ゴミと放尿の悪臭が漂い、夏場などはそこかしこに人が屍体のように寝転がって
いて、ギョッとする。地元の人は決して近寄らない特別地区だ。
 そこに住むほとんどの人はかつて港湾開発の日雇い作業員として地方から出て
きた人たち。今は歳をとって働けなく(働かなく?)なり、身を寄せるところもなく、
家族とも縁を絶ち、生活保護を受けて生活をしている。
 
 それにしてもここの光景は異様だ。早朝からワンカップやビール缶を片手に、すでに
顔を紅くしている人も少なくない。また、朝から営業している呑み屋もあるから驚く。
ここの近くのローソンもスゴイ。入るとすぐに目に入るのがものすごい本数のワン
カップやパック入りの日本酒。そして入り口に座り込んでいるのは、高校生ではなく、
イカを口にくわえ、ワンカップを手にしたオッサンたち。空きビンも転がっている。
 
 この人たちは最低限の生活保障を受けており、平日も休日も関係ない。朝夕関係
なく酒を呑み、正直イヌやネコとあまり変わらないような日々を過ごしているのである。
ただし、中には真面目に、質素に生活を送られている方々もたくさんいらっしゃること
も事実。なぜかいつも夜中にほうきとチリとりをもってこの界隈を掃除しているおじい
さんもいる。

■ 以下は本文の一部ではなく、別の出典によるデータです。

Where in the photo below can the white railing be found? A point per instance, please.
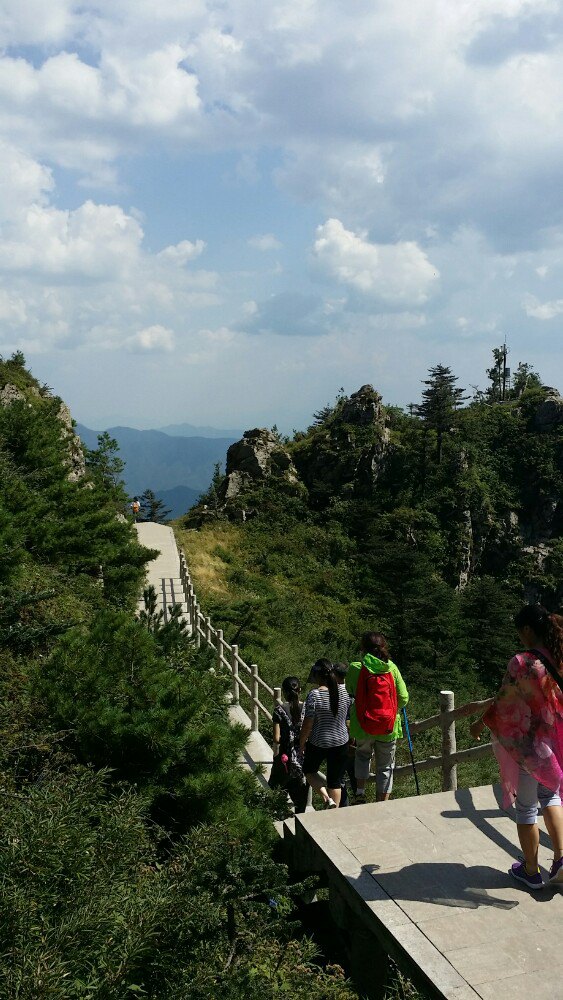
(245, 677)
(450, 756)
(227, 656)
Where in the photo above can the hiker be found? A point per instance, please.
(340, 670)
(324, 733)
(526, 720)
(287, 766)
(375, 720)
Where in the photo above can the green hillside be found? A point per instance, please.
(136, 856)
(433, 527)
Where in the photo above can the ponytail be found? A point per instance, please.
(555, 640)
(291, 687)
(547, 627)
(376, 644)
(323, 670)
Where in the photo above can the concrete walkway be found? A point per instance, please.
(163, 573)
(426, 879)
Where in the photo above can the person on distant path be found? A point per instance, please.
(287, 766)
(526, 720)
(341, 669)
(324, 734)
(375, 718)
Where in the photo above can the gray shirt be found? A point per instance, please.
(328, 730)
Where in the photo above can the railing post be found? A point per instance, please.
(255, 717)
(449, 771)
(234, 671)
(197, 616)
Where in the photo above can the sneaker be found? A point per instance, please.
(518, 871)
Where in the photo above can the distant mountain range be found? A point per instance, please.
(177, 468)
(189, 430)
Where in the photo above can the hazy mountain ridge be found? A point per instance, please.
(178, 469)
(190, 430)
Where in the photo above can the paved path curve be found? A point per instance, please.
(163, 573)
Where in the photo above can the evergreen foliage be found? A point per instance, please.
(433, 526)
(135, 858)
(440, 401)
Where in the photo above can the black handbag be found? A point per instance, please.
(550, 668)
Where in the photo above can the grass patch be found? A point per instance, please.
(209, 554)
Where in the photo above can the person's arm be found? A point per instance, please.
(477, 727)
(305, 731)
(352, 678)
(276, 734)
(402, 693)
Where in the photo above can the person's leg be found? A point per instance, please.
(364, 750)
(314, 757)
(318, 784)
(526, 820)
(336, 760)
(553, 817)
(385, 764)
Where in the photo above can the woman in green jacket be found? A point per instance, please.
(375, 658)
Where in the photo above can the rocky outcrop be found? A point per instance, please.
(76, 461)
(348, 450)
(363, 408)
(10, 394)
(258, 456)
(549, 413)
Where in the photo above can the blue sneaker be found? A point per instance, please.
(518, 871)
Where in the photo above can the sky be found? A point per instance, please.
(223, 211)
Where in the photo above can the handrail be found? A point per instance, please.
(227, 656)
(471, 708)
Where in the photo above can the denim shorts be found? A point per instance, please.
(529, 793)
(336, 761)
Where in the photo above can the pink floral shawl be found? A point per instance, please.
(526, 720)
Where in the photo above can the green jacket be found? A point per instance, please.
(376, 667)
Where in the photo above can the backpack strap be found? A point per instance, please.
(549, 667)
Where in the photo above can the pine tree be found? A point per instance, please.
(439, 402)
(104, 465)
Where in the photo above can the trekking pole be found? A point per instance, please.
(411, 750)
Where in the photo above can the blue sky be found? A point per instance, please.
(222, 213)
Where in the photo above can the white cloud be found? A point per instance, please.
(155, 338)
(543, 310)
(393, 273)
(181, 253)
(264, 243)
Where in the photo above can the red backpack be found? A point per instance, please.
(376, 702)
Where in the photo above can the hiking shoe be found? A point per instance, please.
(518, 871)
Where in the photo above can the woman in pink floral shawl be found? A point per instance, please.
(526, 720)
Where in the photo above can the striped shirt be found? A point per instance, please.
(328, 730)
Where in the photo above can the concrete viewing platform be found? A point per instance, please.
(425, 880)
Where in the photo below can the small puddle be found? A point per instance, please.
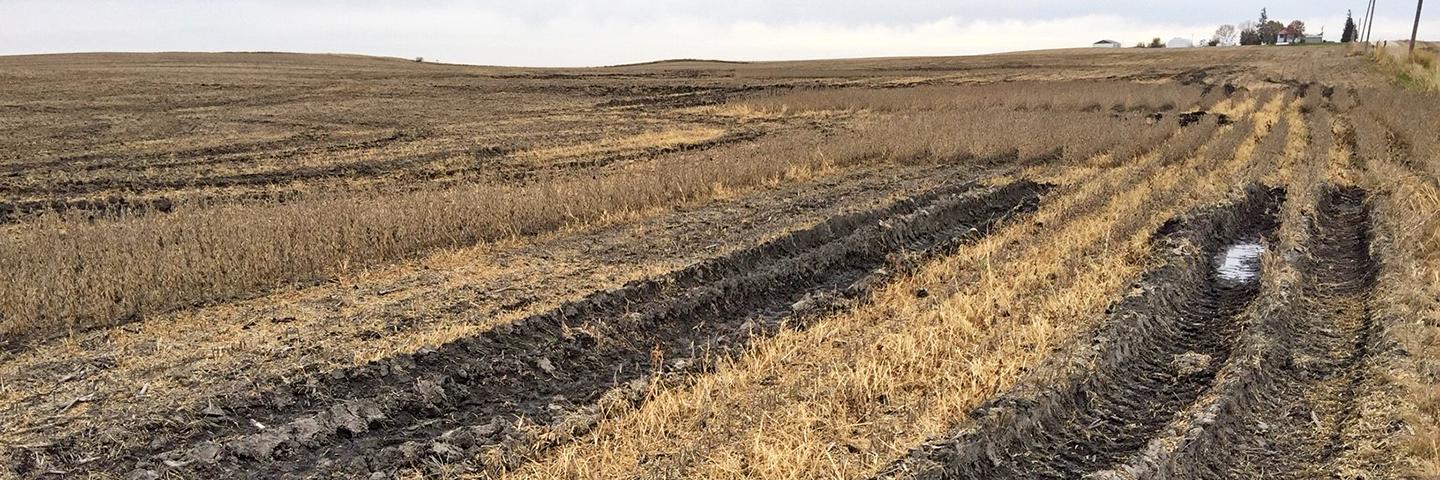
(1240, 263)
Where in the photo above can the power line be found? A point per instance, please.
(1416, 29)
(1370, 22)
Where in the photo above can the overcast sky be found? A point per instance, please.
(606, 32)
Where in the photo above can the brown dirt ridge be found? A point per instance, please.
(465, 397)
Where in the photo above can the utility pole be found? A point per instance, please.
(1370, 22)
(1365, 22)
(1416, 29)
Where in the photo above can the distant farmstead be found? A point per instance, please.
(1288, 36)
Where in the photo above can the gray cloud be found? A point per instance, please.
(594, 32)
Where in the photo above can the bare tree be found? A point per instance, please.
(1226, 35)
(1296, 28)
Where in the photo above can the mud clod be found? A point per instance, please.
(565, 368)
(1191, 363)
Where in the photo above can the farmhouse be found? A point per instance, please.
(1288, 36)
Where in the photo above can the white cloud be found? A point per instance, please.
(589, 32)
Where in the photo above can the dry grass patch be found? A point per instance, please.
(858, 389)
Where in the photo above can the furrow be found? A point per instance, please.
(536, 371)
(1283, 410)
(1158, 353)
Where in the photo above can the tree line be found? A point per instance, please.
(1267, 30)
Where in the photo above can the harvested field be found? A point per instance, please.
(1132, 264)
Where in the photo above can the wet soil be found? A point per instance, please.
(411, 408)
(1201, 372)
(1286, 410)
(1158, 352)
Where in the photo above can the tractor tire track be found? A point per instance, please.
(1158, 353)
(406, 410)
(1285, 410)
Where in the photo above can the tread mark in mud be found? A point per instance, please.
(1158, 353)
(455, 401)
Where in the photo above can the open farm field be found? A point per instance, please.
(1108, 264)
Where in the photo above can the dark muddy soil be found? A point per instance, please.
(458, 400)
(1285, 412)
(1159, 352)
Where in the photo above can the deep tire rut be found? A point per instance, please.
(1158, 353)
(1286, 410)
(467, 398)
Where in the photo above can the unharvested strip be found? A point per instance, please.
(403, 410)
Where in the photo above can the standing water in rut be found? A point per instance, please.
(1240, 263)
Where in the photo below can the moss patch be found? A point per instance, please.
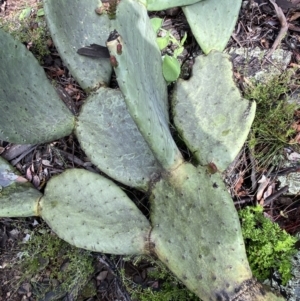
(45, 256)
(162, 285)
(267, 246)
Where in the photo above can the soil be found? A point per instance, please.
(258, 26)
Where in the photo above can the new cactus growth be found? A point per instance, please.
(193, 228)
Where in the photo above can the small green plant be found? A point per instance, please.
(170, 288)
(171, 65)
(29, 26)
(268, 247)
(44, 254)
(271, 129)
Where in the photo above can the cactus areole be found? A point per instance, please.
(193, 228)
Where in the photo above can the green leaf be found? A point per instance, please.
(163, 41)
(183, 39)
(156, 23)
(40, 12)
(171, 68)
(212, 22)
(178, 51)
(164, 4)
(31, 111)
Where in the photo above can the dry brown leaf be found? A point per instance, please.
(264, 182)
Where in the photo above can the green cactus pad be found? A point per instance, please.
(91, 212)
(17, 196)
(196, 232)
(139, 74)
(74, 24)
(219, 119)
(154, 5)
(31, 111)
(212, 22)
(112, 141)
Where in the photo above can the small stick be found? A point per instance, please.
(283, 30)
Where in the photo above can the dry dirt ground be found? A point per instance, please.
(258, 26)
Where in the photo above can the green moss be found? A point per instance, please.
(268, 247)
(29, 27)
(170, 288)
(45, 255)
(271, 129)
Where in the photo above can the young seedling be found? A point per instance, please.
(171, 64)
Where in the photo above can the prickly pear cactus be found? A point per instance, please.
(219, 118)
(74, 25)
(52, 119)
(212, 22)
(124, 155)
(91, 212)
(165, 4)
(194, 228)
(18, 197)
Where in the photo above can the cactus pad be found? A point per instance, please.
(139, 74)
(113, 142)
(17, 197)
(201, 244)
(91, 212)
(74, 24)
(26, 95)
(154, 5)
(212, 22)
(219, 119)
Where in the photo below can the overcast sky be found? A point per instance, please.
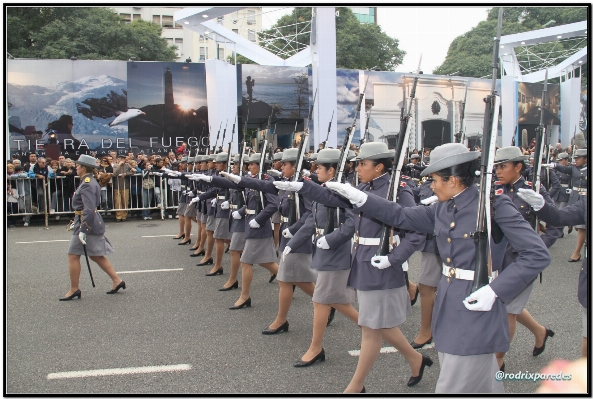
(426, 30)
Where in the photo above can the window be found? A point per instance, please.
(203, 53)
(250, 17)
(167, 21)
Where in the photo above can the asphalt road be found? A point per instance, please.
(167, 318)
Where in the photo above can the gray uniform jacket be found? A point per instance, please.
(87, 198)
(337, 257)
(571, 216)
(252, 197)
(282, 197)
(363, 275)
(455, 329)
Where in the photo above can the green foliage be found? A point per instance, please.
(358, 46)
(471, 53)
(94, 33)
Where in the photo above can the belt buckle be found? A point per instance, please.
(452, 272)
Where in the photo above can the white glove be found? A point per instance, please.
(286, 251)
(234, 178)
(485, 299)
(355, 196)
(429, 200)
(322, 243)
(288, 185)
(380, 262)
(532, 198)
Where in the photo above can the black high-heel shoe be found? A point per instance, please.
(232, 287)
(283, 327)
(69, 298)
(120, 285)
(219, 271)
(247, 303)
(330, 318)
(426, 361)
(320, 356)
(413, 301)
(208, 262)
(538, 351)
(420, 346)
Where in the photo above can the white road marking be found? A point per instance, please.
(387, 349)
(164, 235)
(119, 371)
(34, 242)
(150, 271)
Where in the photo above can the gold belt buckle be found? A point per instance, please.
(452, 272)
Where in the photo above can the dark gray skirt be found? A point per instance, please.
(432, 269)
(468, 374)
(221, 229)
(210, 223)
(238, 241)
(296, 268)
(331, 287)
(259, 250)
(383, 308)
(96, 245)
(276, 217)
(181, 208)
(191, 211)
(517, 304)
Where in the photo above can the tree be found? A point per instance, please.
(84, 32)
(358, 45)
(471, 53)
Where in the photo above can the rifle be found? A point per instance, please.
(293, 198)
(481, 235)
(328, 130)
(223, 134)
(540, 133)
(401, 151)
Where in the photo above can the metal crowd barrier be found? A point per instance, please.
(53, 196)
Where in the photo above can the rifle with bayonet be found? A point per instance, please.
(401, 150)
(293, 198)
(484, 225)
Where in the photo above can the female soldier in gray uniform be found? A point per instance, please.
(331, 259)
(89, 230)
(466, 335)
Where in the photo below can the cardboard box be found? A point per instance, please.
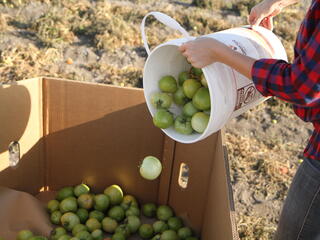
(71, 132)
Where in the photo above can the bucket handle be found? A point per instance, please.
(166, 20)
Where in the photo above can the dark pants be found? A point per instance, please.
(300, 217)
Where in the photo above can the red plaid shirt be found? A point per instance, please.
(299, 82)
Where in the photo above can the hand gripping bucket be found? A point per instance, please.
(231, 93)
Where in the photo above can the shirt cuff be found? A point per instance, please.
(260, 73)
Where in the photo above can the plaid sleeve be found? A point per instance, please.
(299, 82)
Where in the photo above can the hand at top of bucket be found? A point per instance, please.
(199, 51)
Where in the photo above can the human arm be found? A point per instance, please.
(262, 14)
(298, 83)
(204, 51)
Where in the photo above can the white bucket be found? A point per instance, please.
(231, 93)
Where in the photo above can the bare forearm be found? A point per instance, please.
(241, 63)
(284, 3)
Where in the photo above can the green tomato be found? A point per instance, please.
(163, 119)
(97, 234)
(182, 77)
(150, 168)
(146, 231)
(168, 84)
(24, 235)
(179, 97)
(64, 237)
(189, 109)
(175, 223)
(196, 71)
(118, 236)
(169, 235)
(184, 232)
(203, 81)
(69, 220)
(133, 223)
(182, 125)
(201, 99)
(57, 232)
(53, 205)
(199, 122)
(190, 87)
(55, 217)
(161, 100)
(149, 210)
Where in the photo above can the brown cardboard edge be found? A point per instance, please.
(166, 175)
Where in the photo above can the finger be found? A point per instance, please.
(190, 60)
(257, 21)
(270, 23)
(183, 47)
(185, 53)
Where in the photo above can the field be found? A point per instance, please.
(100, 41)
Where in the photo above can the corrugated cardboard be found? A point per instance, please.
(71, 132)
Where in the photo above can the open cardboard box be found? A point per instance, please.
(71, 132)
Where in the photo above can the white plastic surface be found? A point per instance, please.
(231, 93)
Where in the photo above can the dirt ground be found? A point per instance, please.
(99, 41)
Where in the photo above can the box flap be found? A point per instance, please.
(21, 121)
(99, 134)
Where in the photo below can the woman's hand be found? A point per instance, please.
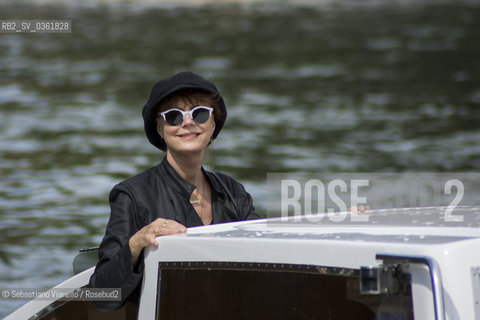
(146, 236)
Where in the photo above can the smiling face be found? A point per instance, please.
(189, 136)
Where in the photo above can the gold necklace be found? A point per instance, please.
(197, 202)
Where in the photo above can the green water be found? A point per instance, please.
(340, 87)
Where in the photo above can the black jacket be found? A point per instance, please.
(158, 192)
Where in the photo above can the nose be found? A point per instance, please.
(187, 121)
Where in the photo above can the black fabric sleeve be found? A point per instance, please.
(114, 269)
(247, 208)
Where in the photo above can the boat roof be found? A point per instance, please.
(425, 225)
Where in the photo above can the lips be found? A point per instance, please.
(189, 135)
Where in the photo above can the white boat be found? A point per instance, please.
(400, 264)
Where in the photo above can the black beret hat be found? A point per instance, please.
(164, 88)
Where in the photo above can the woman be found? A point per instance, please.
(182, 117)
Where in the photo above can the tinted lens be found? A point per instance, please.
(201, 115)
(174, 117)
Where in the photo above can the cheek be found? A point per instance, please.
(160, 128)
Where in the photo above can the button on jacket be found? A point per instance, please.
(159, 192)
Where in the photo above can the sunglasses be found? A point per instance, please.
(174, 117)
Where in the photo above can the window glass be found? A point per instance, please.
(273, 291)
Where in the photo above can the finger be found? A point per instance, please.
(166, 226)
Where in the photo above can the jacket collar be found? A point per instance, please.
(180, 185)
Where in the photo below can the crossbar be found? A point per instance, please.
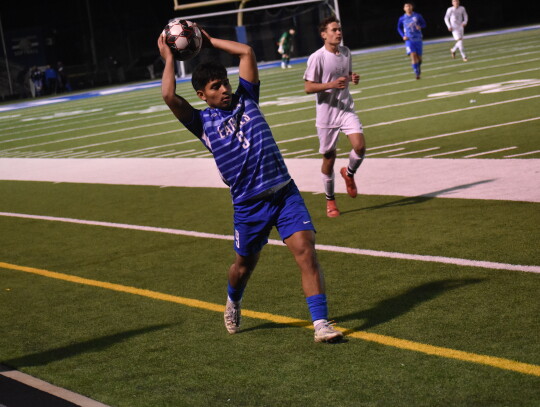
(245, 10)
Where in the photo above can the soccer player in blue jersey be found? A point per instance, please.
(235, 131)
(409, 28)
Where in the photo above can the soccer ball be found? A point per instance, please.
(183, 38)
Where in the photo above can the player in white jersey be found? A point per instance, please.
(456, 19)
(235, 131)
(328, 73)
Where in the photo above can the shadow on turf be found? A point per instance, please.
(391, 308)
(413, 200)
(64, 352)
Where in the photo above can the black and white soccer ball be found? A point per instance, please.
(183, 38)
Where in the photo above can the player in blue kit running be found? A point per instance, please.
(235, 131)
(409, 28)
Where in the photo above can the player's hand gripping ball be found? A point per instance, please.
(183, 38)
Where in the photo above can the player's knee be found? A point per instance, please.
(330, 154)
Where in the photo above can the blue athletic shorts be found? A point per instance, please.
(413, 46)
(254, 219)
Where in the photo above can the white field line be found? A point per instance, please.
(90, 127)
(490, 152)
(364, 98)
(519, 155)
(433, 66)
(453, 111)
(420, 117)
(309, 150)
(335, 249)
(378, 86)
(456, 133)
(275, 125)
(105, 142)
(451, 152)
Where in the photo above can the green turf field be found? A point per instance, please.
(133, 317)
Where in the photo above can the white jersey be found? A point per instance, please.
(456, 17)
(333, 105)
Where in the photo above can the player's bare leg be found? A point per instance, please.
(302, 246)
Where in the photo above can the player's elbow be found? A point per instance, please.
(169, 98)
(309, 88)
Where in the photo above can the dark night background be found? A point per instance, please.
(111, 41)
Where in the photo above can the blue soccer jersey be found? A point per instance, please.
(242, 144)
(411, 26)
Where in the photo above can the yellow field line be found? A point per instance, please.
(492, 361)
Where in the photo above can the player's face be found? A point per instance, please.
(332, 35)
(217, 93)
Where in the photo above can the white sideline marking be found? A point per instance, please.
(450, 152)
(414, 152)
(490, 152)
(522, 154)
(328, 248)
(503, 179)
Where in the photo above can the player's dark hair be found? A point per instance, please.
(206, 72)
(328, 20)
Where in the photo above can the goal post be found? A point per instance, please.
(259, 25)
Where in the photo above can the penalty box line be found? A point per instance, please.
(320, 247)
(492, 361)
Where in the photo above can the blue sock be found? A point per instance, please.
(317, 306)
(235, 294)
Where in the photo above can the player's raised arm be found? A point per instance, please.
(248, 64)
(178, 105)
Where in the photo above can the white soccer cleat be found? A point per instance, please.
(325, 332)
(232, 316)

夜遅い時間に通りかかると必ず会うのでほとんど毎日、小雨や風の日も
掃除をされているのだろう。
 最近、世界で最貧国とい言われるバングラディッシュでストリートチルドレンの支援
活動をする「NGOエクマットラ」 主宰の渡辺大樹さんという人をテレビで知った。
1980年横浜生まれ、金沢大学文学部出身だということにも興味を持った。

 何のために人は働くのか?
日本人から真っ先に出てくる答えは「食べていくため」。
もちろん、“食べていくこと”の意味は、単に腹を満たすことだけをいうのではなくて、
生活することすべてのことを言っているのであり、謙虚な日本人の性格から、そんな
表現の仕方になるのだろう。
 しかし、日本人のいう“食べること”の意味は、「より美味いものを喰う(より豊か
な生活をしたい)」ということであって、バングラデシュのスラムに生活する人たちの
“食べること”とは、かなり意味合いが異なる。
 十分な教育を授かり、衣食住が満たされ、おまけにインターネットにつながっている
環境にあっても、“生きること”の目的を、「食べていくこと」以外に見つけられない
日本人は一体なぜなのか?
 
 「捨欲即大欲」という言葉がある。
 
 小さな欲を捨てることが「天を相手にする大欲に転ずる」という意味。
 
 小欲は自利を求め、迷いの元となる。大欲は利他を産み神の意志に近づく。
 
 日本人の場合は、大欲ではなく、少欲と多欲。だから「迷う」のである。
 渡辺さんの話の中に答えがあるように感じた。